ANF court judge stops hearing midway in Rana Sanaullah case after being repatriated to LHC
Anti-Narcotics Force (ANF) court judge Masood Arshad stopped the hearing of Rana Sanaullah's case midway on Wednesday after learning that he had been repatriated back to the Lahore High Court (LHC).
Following the development, it emerged that a notification from the Ministry of Law and Justice, dated August 26, had recalled three accountability judges; Masood, judge Mushtaq Ilahi, and judge Muhammad Naeem Arshad.
Judge Naeem Arshad was the duty judge currently presiding over the Chaudhry Sugar Mills case against Maryam Nawaz and her cousin Yousuf Abbas; the Ramzan Sugar Mills case against Shehbaz Sharif; and money laundering cases against Hamza Shahbaz and Salman Shehbaz. He had been tasked with hearing these cases as the main judge was on summer holidays.
Judge Ilahi was not hearing any high-profile cases. He, however, was on the benches hearing a number of National Accountability Bureau cases.
No reason has been mentioned in the order.
"I have just received a Whatsapp message, the Lahore High Court has repatriated me. I cannot lend my expertise to this case any more," judge Masood Arshad said during today's hearing against Rana Sanaullah.
The counsel for Rana Sanaullah, while talking to the media outside the court, said that this [development] was unprecedented. "It seems like the government is trying to decide which judge they want the verdict from," he alleged.
He said that arguments had concluded in the case when the government decided to withdraw the judge through a notification.
PML-N Spokesperson Marriyum Aurangzeb also criticised the development and termed it as a direct attack on the freedom of judiciary.
"Those who had made the case up against Rana Sanaullah could not bring a single piece of evidence against him, so they did this instead," she said.

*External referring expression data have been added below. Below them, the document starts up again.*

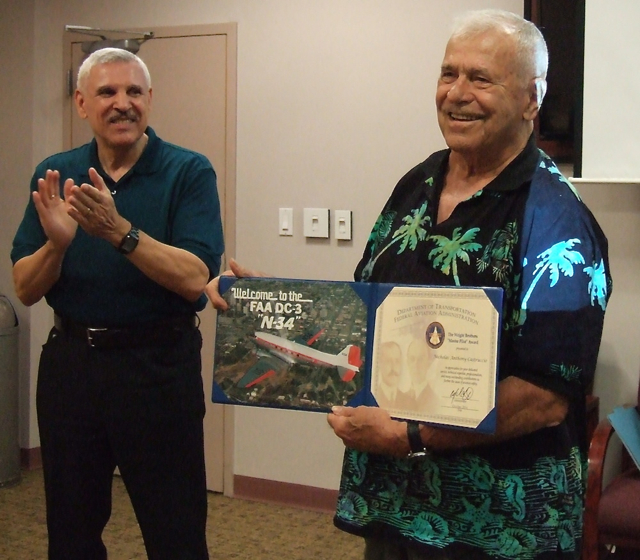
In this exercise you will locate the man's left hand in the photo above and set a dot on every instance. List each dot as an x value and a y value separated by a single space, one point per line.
370 429
93 207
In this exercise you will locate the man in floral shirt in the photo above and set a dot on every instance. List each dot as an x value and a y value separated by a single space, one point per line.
491 210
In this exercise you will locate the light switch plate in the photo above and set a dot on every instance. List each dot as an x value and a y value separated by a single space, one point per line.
342 224
285 223
316 222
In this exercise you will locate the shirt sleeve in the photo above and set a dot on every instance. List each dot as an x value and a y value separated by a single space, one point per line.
564 289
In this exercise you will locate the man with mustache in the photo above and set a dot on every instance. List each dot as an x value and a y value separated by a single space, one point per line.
122 252
490 210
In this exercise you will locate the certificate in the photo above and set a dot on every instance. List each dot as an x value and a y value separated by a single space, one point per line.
435 356
420 352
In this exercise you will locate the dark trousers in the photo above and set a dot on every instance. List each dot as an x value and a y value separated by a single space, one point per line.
140 409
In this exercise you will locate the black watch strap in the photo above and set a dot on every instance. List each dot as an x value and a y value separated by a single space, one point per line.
416 445
130 241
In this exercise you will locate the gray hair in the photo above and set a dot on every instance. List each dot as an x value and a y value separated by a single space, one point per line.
532 55
105 56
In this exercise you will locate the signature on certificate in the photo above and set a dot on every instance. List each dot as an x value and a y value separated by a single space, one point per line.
461 394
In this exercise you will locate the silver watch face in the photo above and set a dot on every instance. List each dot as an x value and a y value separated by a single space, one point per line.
130 242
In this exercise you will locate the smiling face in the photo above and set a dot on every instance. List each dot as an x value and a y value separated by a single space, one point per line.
115 98
485 106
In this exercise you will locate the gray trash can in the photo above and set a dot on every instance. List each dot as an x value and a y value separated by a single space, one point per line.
9 444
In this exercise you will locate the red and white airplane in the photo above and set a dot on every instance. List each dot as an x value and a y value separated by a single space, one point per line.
348 361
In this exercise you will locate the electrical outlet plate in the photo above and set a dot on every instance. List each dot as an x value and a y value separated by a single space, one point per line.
316 222
343 224
285 223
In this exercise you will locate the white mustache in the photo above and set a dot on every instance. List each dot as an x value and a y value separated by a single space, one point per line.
123 116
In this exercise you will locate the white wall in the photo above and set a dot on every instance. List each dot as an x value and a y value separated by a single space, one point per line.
610 136
335 103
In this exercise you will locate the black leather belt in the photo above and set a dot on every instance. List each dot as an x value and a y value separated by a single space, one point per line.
162 331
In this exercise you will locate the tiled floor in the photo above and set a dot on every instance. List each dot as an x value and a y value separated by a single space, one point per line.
237 529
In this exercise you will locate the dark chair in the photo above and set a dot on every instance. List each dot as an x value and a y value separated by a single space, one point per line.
612 514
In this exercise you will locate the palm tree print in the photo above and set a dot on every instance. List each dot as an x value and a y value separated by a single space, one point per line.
448 251
558 258
498 253
409 234
381 229
548 164
567 372
598 284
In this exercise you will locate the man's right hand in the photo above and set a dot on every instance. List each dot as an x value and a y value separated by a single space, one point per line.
58 226
212 290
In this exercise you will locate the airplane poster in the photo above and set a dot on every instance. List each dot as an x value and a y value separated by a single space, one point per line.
290 344
421 352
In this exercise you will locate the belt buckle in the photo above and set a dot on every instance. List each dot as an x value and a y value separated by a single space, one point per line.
90 334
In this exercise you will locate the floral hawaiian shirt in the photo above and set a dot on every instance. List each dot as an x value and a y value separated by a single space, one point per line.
529 233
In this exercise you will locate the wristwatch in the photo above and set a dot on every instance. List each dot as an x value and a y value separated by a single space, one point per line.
130 241
416 446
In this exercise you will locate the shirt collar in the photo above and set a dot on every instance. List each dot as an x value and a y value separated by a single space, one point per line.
520 170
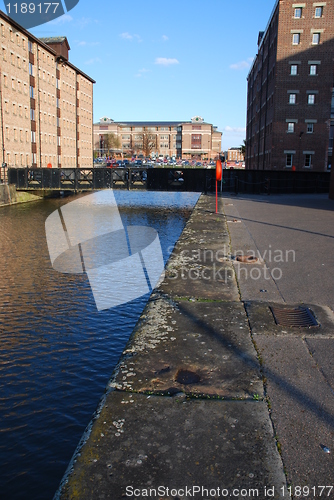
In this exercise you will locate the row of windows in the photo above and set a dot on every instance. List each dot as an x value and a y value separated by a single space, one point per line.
15 60
307 160
318 12
313 70
296 38
17 109
310 98
309 128
16 84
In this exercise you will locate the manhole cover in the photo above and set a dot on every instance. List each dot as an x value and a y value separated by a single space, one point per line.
187 377
299 317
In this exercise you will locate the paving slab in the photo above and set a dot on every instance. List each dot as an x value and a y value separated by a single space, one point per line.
199 348
144 442
257 281
301 229
302 410
322 351
200 266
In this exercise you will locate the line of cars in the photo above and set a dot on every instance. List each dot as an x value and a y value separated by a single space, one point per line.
149 163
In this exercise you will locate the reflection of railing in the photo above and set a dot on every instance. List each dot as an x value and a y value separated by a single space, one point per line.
169 179
73 179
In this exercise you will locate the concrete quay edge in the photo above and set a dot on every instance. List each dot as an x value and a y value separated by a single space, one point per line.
186 405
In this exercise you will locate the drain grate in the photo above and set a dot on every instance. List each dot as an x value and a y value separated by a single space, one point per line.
299 317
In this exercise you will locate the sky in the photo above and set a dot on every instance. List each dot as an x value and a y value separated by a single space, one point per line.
166 60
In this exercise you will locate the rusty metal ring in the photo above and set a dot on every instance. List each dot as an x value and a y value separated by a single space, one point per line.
246 259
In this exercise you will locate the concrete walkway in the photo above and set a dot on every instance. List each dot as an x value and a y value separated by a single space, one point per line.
211 398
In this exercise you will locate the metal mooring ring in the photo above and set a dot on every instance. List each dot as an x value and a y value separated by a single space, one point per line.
246 259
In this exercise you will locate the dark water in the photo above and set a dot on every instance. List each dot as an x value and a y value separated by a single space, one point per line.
57 352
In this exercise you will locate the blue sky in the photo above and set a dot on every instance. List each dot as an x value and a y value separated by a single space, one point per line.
172 60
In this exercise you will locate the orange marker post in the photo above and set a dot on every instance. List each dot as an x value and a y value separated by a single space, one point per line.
219 170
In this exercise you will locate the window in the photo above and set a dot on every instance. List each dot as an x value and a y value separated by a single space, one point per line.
318 12
289 158
308 160
292 98
294 69
315 38
313 69
295 39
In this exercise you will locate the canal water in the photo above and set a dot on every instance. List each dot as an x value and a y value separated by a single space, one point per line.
57 352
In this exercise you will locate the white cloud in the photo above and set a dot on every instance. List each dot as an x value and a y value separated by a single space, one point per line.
235 130
164 61
141 72
83 43
128 36
66 18
242 64
86 21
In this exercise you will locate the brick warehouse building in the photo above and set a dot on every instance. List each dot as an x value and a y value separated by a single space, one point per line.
290 99
46 103
194 139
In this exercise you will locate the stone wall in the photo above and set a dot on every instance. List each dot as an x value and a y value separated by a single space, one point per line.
9 195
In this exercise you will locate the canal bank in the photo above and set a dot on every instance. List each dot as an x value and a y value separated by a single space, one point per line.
186 407
9 195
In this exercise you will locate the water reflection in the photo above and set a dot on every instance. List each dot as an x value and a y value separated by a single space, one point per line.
57 351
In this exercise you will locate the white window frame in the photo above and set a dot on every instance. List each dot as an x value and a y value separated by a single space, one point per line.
313 69
295 38
311 99
292 98
286 160
308 155
317 9
315 38
294 69
309 128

The development comes as former accountability judge Arshad Malik is being investigated by the LHC for being at the centre of a video leak scandal that grabbed headlines last month.

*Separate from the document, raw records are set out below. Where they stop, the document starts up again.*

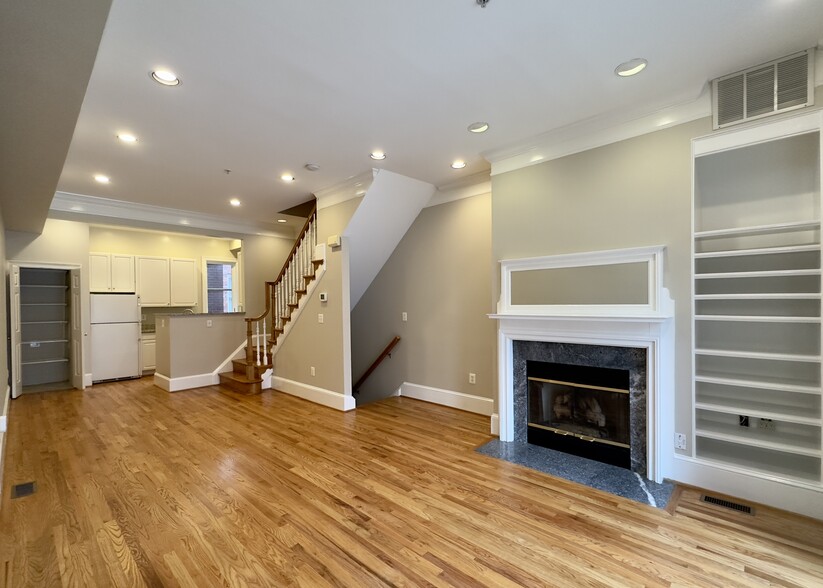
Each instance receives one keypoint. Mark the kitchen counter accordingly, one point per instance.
(190, 347)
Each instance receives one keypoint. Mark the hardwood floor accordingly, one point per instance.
(138, 487)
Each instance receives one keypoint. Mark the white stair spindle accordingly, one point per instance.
(257, 338)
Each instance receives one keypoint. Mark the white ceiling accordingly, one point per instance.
(268, 86)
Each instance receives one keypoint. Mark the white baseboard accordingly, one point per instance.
(314, 394)
(467, 402)
(186, 382)
(4, 413)
(3, 427)
(776, 493)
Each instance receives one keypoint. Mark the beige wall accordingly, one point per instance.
(632, 193)
(263, 258)
(60, 243)
(325, 346)
(440, 275)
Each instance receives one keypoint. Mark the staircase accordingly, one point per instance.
(283, 296)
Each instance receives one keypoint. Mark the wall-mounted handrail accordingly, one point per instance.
(386, 353)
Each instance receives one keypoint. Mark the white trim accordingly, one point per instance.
(777, 492)
(314, 394)
(4, 416)
(467, 402)
(659, 302)
(757, 132)
(346, 190)
(474, 185)
(656, 337)
(185, 382)
(595, 132)
(95, 209)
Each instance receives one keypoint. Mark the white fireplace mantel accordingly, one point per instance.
(650, 327)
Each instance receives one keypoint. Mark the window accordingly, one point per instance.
(219, 286)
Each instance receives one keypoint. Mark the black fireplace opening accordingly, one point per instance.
(582, 410)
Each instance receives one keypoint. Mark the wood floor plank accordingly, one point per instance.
(139, 487)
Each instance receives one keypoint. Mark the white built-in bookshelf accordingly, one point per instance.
(757, 299)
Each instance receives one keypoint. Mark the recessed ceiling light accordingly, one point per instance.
(165, 77)
(631, 67)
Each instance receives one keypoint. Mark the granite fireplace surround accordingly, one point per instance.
(630, 359)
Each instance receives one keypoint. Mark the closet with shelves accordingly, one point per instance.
(44, 326)
(757, 299)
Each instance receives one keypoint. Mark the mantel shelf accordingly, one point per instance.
(633, 318)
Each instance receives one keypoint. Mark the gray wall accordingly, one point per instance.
(629, 194)
(441, 276)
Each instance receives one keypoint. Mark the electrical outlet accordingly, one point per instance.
(766, 424)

The PML-N accuses judge Malik of convicting former prime minister Nawaz Sharif in the Al Azizia reference under duress. However, the judge claims he was blackmailed by PML-N supporters.

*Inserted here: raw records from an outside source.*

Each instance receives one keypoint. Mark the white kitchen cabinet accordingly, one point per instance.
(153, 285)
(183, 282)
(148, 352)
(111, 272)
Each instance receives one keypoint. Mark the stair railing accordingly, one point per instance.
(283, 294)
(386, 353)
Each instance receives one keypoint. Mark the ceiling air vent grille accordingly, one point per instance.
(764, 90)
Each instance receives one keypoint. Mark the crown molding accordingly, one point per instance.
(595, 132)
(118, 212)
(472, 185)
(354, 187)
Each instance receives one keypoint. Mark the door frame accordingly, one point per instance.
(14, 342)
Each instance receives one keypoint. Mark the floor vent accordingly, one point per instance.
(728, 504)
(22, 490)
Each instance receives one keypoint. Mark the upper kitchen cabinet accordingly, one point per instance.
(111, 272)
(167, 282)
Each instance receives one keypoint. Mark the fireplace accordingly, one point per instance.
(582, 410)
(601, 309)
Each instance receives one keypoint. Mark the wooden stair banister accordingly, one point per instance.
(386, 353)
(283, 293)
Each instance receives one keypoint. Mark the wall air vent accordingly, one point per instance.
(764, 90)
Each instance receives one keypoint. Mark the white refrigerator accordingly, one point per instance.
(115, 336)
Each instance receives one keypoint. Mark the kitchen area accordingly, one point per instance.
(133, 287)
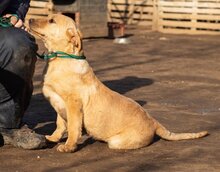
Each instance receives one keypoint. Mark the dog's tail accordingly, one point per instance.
(167, 135)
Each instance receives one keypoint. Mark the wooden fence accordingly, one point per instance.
(39, 9)
(138, 12)
(169, 16)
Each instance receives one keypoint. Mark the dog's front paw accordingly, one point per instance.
(65, 149)
(52, 139)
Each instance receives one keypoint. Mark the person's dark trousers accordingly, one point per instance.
(17, 63)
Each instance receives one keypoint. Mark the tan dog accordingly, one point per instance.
(79, 98)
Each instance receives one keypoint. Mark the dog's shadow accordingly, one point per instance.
(41, 116)
(128, 83)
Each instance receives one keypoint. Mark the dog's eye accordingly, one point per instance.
(52, 21)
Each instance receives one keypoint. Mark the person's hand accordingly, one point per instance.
(16, 22)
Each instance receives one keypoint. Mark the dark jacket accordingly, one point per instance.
(19, 7)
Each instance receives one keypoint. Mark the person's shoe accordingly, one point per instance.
(23, 138)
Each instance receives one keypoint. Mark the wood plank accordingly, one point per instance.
(136, 2)
(135, 15)
(42, 11)
(186, 24)
(190, 32)
(189, 16)
(176, 3)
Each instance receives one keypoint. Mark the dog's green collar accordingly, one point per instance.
(60, 54)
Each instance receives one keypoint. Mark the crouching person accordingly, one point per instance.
(17, 63)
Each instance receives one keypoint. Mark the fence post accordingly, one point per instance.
(194, 16)
(155, 15)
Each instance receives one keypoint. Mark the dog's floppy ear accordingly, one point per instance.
(75, 37)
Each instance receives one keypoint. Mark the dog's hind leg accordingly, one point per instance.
(74, 125)
(129, 140)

The order for the judges' repatriation is from the same day, August 26, when a seven-member administration committee of the LHC held a closed-door meeting to decide the fate of Malik, who was suspended last week.
The Supreme Court, in its judgement on petitions regarding the video scandal, had heavily reprimanded judge Malik for his conduct.
"His admitted conduct emerging from that press release and the affidavit stinks and the stench of such stinking conduct has the tendency to bring bad name to the entire judiciary as an institution," the judgement read.
"His sordid and disgusting conduct has made the thousands of honest, upright, fair and proper judges in the country hang their heads in shame."